Using a Genomics Taxonomy: Facilitating Patient Care Safety and Quality in the Era of Precision Oncology
Oncology nurses need to be competent in the ever-expanding application of genomics in cancer care, and understanding foundational terms is necessary. A landscape analysis of Oncology Nursing Society (ONS) materials, a literature review, and expert opinion revealed inconsistencies and varying use of genomic terms, some of which are outdated. In response, the ONS Genomics Taxonomy was built to address inaccuracies and discrepancies in terms and to be an accessible resource for oncology nurses. The taxonomy is a living document that is updated to reflect evolving science and evidence and serves to diminish confusion, improve genomic literacy, and assist oncology nurses in providing safe genomic care.
AT A GLANCE
- Advancements have transformed cancer care from genetics into genomics, necessitating changes in terminology used by professionals to avoid confusion and reflect the current state of the evidence.

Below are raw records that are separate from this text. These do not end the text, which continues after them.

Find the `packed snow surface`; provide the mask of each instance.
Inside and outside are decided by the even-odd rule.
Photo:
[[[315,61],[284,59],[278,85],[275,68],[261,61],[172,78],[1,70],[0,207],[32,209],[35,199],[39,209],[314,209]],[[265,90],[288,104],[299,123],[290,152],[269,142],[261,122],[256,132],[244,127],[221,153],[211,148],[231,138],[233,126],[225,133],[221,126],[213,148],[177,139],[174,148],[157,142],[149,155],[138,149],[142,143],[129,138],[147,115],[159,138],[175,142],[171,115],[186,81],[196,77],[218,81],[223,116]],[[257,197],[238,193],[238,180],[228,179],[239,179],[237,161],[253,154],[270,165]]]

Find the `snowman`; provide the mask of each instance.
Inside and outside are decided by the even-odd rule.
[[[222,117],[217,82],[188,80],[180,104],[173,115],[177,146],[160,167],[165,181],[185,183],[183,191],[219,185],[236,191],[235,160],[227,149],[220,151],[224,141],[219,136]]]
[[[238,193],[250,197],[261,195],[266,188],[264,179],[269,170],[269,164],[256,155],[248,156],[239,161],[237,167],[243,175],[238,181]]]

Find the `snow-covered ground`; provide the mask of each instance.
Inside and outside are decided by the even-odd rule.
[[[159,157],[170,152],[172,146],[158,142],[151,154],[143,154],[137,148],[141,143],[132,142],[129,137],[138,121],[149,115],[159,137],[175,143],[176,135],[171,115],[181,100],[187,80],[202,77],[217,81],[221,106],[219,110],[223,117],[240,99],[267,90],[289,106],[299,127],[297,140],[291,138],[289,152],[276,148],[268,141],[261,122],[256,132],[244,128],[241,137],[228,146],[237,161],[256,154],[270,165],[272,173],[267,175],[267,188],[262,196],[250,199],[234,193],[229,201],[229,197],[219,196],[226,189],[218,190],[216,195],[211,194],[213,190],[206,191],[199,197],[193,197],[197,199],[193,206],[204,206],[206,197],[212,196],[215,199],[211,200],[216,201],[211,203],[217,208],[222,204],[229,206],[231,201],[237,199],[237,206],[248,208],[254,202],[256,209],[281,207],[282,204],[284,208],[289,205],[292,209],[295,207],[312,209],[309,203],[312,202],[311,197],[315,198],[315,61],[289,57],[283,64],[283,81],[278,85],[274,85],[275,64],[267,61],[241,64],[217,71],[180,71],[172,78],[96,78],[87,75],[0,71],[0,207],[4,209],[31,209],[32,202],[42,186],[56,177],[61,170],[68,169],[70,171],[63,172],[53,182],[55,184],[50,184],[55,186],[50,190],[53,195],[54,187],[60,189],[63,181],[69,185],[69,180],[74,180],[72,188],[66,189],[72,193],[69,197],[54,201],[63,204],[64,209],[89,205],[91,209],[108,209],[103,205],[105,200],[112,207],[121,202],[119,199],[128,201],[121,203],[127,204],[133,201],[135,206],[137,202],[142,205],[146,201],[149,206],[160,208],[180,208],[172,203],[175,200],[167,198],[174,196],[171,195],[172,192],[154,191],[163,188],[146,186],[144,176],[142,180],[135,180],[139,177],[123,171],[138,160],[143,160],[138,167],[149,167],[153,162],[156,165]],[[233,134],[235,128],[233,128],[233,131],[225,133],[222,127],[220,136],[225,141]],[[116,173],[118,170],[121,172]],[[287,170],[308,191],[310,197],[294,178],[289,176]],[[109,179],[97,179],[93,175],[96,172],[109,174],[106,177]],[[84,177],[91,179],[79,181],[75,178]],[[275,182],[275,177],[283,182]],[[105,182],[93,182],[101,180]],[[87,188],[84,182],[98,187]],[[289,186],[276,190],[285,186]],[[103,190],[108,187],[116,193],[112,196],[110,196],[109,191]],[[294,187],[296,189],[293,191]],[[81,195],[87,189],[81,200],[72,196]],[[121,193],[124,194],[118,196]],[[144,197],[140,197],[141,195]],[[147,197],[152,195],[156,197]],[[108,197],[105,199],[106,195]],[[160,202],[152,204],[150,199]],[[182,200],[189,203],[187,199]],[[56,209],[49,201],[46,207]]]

- Patients and families rely on nurses to explain genomic terminology and concepts in ways that can be easily understood, which is facilitated by a taxonomy.
- Oncology nursing education programs should use consistent, accurate, and current terminology when providing education on genomic concepts.
Jump to a section
Genomics is fundamental to cancer care and foundational to oncology nursing practice. However, practicing oncology nurses’ knowledge of genomics is limited, and few oncology nurses have learned genomic content during educational preparation (Aiello, 2017). Expanding implications for germline genetic testing (Giri et al., 2020), as well as the rapid influx of biomarkers, biomarker testing with new technologies, and targeted therapies into cancer care, necessitate use of accurate and consistent terminology reflecting current evidence. Understanding these foundational terms and concepts is critical to reduce errors and confusion in practice and increase quality of care. The many quality and safety implications to genomics-based oncology care include incorrect or no somatic and/or germline testing performed when indicated; missed or incorrect genetic professional referrals; test result misinterpretation, leading to incorrect or absent interventions and/or therapies; and patient and family confusion—all of which result in missed opportunities for cancer prevention and effective cancer treatment.
Terminology is transitioning in cancer care from genetics into genomics as technology and science evolve and evidence-based testing applications expand. Genomics, the entire genome of any organism (including humans), is an expansion of genetics, which refers to a specific gene, such as BRCA1 (National Human Genome Research Institute, 2020b). The focus on genomics is largely the result of rapid advances in technology, with substantial reduction in costs. The benchmark, now largely achieved, has been the ability to sequence an entire genome for $1,000 (National Human Genome Research Institute, 2020a). This was a cost considered within range of other healthcare tests that would make it feasible to translate genomics into practice to improve health outcomes.
As a result, patients with cancer receive increasing amounts of individualized genomic information about their disease through germline and somatic biomarker testing. The varied and inconsistent use of terms is a definite obstacle to effective patient–clinician communication and, ultimately, to optimal patient care (Martin et al., 2020). Oncology nurses play an essential role in leading the patient and family through the complex matrix of tests, results, and therapy plans. The development and adoption of a standard taxonomy improves communication among healthcare professionals, helps nurses educate patients and their families, diminishes confusion and the risk for error, and reflects the current state of the evidence.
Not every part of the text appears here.